Então a ansiedade é plenamente aceite,
Tal como ela for já espanejar-se pode,
Olho-a como a nuvem, bolha em céu de azeite
Que um sopro de vento ao discorrer sacode.
O que nos perturbe, uma emoção, memória,
É simplesmente algo com que troco acaso
Minha identidade, a me iludir sem glória.
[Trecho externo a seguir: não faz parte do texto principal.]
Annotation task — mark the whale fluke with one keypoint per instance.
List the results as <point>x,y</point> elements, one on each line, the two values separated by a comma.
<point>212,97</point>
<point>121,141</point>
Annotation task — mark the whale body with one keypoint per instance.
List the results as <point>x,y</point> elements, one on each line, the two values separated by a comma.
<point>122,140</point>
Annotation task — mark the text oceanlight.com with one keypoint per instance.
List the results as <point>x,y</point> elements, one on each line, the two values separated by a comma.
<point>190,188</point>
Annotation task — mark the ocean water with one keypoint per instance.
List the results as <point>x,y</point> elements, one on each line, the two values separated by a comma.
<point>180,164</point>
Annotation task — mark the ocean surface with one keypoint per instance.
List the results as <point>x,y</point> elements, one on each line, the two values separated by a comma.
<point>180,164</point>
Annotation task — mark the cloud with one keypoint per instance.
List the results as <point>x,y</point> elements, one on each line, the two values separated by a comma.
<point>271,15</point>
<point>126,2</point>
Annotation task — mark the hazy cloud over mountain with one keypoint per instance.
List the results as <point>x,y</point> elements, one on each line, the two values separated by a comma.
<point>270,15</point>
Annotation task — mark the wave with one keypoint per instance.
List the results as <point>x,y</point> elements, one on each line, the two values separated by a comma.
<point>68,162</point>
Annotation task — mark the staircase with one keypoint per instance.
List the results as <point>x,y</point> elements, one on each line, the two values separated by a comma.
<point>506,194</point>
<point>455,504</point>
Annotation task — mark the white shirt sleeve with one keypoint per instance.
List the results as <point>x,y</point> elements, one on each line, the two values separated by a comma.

Curo o que perturba ao desligar-me, a prazo,
De tal confusão que me acalcanha raso.
1500 - Cair
Vou deixar cair quanto não fora eu
Ao compreender que não sou eu aquilo:
Como o posso ver, será do mundo meu,
Mas jamais eu próprio que sou quem o leu,
Como observador, fora eu me a mim perfilo.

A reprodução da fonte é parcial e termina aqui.